If you word it like that you're not actually casting aspersions at her, but I bet she kicks off/sulks about you getting help for yourself.
Remember you need to put yourself (and your children first now. Your mum put herself first when you were little, your turn now.

joystir59 · 22/08/2020 21:58

Get some therapy to help you process what happened to you as a child and to help you stand strong against him now

Thurmanmurman · 22/08/2020 21:59

Cut contact with him. If your mum wants to see her grandchildren it needs to be on your terms. Maybe collect her and go somewhere without him, but make it crystal clear that only she is invited.
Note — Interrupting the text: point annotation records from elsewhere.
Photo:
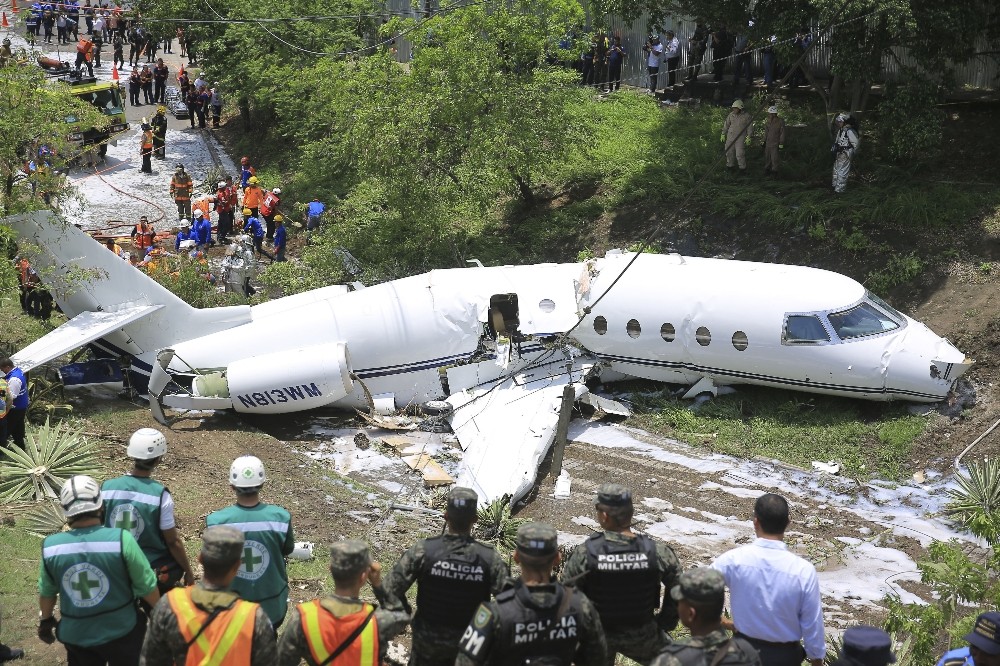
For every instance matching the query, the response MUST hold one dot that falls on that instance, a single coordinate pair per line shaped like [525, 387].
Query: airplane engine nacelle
[290, 381]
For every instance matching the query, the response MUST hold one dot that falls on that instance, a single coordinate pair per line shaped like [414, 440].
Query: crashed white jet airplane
[499, 344]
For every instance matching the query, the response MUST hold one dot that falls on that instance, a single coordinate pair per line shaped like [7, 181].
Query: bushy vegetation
[767, 423]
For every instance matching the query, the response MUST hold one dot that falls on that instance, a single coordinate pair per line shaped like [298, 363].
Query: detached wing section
[78, 331]
[507, 426]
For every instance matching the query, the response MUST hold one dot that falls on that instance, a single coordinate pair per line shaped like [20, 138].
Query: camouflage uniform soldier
[209, 623]
[454, 574]
[621, 573]
[700, 596]
[537, 621]
[324, 629]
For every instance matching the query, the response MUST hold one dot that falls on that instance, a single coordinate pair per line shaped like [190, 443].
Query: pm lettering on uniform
[564, 627]
[622, 561]
[472, 641]
[472, 573]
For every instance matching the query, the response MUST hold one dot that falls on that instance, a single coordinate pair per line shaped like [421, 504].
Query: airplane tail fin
[84, 276]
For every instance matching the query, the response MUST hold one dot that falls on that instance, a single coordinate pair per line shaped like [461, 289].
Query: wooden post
[565, 414]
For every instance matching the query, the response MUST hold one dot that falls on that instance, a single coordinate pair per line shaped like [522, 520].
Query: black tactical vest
[695, 656]
[536, 634]
[452, 584]
[623, 581]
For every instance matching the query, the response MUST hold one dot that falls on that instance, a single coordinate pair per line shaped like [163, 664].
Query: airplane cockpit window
[804, 329]
[862, 320]
[893, 312]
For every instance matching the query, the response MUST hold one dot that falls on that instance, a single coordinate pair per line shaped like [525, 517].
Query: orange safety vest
[228, 639]
[252, 196]
[325, 632]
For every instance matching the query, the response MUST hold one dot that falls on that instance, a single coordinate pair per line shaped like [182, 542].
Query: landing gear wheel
[437, 408]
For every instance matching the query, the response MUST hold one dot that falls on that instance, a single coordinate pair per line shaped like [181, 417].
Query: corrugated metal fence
[981, 72]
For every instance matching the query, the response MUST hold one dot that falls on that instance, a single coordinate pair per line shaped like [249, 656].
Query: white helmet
[80, 494]
[247, 472]
[146, 444]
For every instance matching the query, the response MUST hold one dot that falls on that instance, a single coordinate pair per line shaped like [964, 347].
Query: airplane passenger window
[804, 329]
[861, 320]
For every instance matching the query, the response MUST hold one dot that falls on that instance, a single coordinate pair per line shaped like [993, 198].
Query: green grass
[868, 440]
[20, 553]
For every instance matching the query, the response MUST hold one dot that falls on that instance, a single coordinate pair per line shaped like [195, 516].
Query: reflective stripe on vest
[324, 633]
[227, 640]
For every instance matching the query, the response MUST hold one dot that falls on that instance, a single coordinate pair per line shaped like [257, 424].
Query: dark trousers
[777, 654]
[81, 59]
[743, 66]
[123, 651]
[15, 427]
[225, 225]
[615, 76]
[653, 71]
[694, 63]
[257, 242]
[719, 66]
[673, 64]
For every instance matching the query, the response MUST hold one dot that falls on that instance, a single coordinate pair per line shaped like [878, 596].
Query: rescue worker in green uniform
[97, 573]
[454, 574]
[537, 620]
[142, 505]
[268, 530]
[621, 573]
[700, 595]
[209, 623]
[342, 629]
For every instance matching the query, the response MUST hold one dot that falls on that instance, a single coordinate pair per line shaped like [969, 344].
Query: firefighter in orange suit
[207, 623]
[341, 629]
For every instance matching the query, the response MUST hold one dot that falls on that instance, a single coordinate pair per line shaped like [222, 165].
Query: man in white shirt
[672, 56]
[774, 593]
[654, 52]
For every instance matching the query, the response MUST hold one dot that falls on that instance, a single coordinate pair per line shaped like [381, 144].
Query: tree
[33, 116]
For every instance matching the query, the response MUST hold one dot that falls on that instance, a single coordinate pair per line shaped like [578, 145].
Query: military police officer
[621, 573]
[268, 530]
[138, 503]
[209, 623]
[537, 618]
[97, 572]
[342, 629]
[700, 597]
[454, 574]
[865, 645]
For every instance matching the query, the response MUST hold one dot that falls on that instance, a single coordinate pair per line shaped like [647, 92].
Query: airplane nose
[922, 365]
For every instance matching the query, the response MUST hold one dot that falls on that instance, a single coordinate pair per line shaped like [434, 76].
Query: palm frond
[975, 503]
[44, 519]
[496, 525]
[51, 455]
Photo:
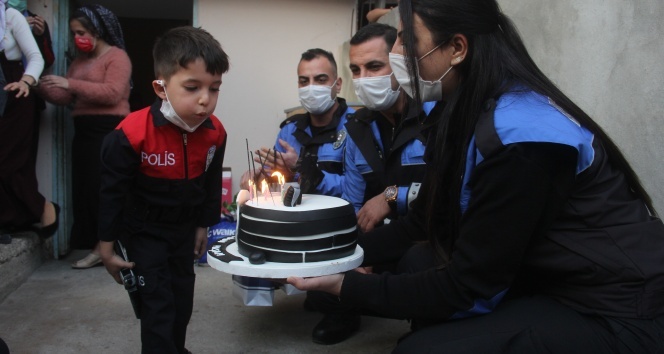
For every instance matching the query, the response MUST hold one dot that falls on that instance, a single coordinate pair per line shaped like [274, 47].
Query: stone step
[20, 258]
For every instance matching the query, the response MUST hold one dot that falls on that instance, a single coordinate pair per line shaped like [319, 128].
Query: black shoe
[308, 305]
[48, 230]
[5, 238]
[335, 328]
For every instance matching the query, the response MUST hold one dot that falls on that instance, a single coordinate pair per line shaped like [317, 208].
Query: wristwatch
[390, 194]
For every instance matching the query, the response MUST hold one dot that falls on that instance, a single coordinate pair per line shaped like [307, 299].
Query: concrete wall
[607, 56]
[264, 40]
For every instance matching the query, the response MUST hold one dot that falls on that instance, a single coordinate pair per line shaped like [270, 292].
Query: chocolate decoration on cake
[257, 258]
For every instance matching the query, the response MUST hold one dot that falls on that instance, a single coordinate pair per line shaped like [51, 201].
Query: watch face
[391, 193]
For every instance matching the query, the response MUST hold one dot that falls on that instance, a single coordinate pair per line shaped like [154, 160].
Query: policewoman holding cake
[538, 235]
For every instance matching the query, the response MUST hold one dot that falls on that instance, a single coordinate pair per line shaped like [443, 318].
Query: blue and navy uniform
[158, 184]
[544, 212]
[370, 168]
[327, 145]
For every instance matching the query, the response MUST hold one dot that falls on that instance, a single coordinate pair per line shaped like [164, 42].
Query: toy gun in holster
[129, 280]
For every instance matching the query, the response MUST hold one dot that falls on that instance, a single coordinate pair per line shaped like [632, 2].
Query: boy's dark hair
[314, 53]
[180, 46]
[373, 30]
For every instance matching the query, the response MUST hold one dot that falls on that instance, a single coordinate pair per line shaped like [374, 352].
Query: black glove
[310, 174]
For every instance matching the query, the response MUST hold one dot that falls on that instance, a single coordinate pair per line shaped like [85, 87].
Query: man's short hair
[373, 30]
[314, 53]
[180, 46]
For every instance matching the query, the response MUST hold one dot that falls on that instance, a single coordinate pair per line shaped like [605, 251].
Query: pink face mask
[84, 44]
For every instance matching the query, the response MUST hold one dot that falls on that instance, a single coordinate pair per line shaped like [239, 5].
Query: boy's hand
[201, 242]
[285, 161]
[327, 283]
[112, 262]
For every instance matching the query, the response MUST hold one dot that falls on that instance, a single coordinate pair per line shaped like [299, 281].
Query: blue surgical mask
[317, 99]
[376, 92]
[169, 112]
[429, 90]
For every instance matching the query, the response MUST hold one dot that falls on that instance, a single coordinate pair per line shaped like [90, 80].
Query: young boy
[161, 184]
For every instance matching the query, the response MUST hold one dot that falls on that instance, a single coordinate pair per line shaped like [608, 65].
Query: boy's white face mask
[376, 92]
[317, 99]
[170, 114]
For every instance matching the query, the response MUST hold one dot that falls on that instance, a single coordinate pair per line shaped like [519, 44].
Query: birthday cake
[320, 228]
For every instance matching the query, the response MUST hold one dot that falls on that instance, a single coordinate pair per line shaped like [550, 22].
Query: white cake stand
[215, 258]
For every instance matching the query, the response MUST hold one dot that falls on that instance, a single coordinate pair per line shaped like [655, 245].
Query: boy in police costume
[161, 184]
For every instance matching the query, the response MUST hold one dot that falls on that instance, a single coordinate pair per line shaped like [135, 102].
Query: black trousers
[89, 133]
[21, 203]
[536, 324]
[164, 257]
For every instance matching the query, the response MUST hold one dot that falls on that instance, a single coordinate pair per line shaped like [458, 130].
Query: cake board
[224, 256]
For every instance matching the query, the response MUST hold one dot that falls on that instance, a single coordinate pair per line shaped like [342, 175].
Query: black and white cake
[321, 228]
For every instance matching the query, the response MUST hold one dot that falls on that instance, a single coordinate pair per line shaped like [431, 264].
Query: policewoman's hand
[201, 242]
[327, 283]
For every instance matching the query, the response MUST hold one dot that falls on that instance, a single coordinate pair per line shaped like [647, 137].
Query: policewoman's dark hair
[496, 62]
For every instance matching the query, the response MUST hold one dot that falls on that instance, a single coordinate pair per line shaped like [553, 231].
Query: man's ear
[338, 85]
[158, 86]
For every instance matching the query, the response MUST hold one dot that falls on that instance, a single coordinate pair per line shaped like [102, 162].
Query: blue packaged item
[225, 228]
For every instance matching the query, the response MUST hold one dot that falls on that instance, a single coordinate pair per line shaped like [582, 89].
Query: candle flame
[280, 177]
[265, 189]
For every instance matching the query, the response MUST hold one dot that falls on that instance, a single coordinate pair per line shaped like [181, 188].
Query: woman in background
[97, 84]
[21, 204]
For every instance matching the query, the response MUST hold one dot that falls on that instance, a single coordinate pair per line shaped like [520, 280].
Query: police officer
[311, 145]
[384, 158]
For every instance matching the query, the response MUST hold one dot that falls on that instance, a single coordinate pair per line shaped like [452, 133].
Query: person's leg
[158, 309]
[524, 325]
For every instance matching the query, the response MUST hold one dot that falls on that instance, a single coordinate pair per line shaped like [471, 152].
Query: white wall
[264, 40]
[607, 56]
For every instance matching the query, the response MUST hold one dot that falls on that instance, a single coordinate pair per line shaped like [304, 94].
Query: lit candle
[265, 189]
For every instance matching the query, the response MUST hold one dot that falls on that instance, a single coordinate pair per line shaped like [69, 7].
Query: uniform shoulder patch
[208, 160]
[341, 137]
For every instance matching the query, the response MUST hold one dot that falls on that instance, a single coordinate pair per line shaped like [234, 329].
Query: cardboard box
[221, 230]
[226, 186]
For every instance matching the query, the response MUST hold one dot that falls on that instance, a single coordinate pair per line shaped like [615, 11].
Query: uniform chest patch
[341, 136]
[208, 160]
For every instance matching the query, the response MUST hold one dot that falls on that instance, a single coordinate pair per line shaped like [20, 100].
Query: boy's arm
[211, 208]
[112, 262]
[119, 166]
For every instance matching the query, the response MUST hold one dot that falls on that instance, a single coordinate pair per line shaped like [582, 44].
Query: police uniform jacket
[369, 169]
[158, 172]
[543, 212]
Friendsoftheearth · 23/08/2020 07:04

The gift does feel intended to make me feel FOG again.
It is not a straight forward present, but one that is designed almost to upset me. It is in the draw now, but I can't help but feel she is trying to reel me back in.

OP posts:
SmellsLikeFeet · 23/08/2020 07:15

your mother has done it on purpose
Put it away or bin it. Please don't let her do this to you
Forget all plans to meet up with her or confront her
It's got to stop

Friendsoftheearth · 23/08/2020 07:27

It does feel intense, I get so messages telling me she loves me. Over and over again. Do other people's mothers send messages like that?
But if I am in hospital she completely ignores me for weeks (last year)
I feel confused and tired.

OP posts:
justilou1 · 23/08/2020 08:00

You are being reeled in. Ignore.

CaveMum · 23/08/2020 08:39

I agree with others that your mum has done this deliberately. She knows your dad behaved badly during your visit and she knows that you have cut contact with him and her in the past. She is “love bombing” you, it’s a common tactic designed to throw you off.

Don’t acknowledge the gift, give it away if you can (charity shop or something) and don’t respond to her messages until you have made a decision on what you want to do.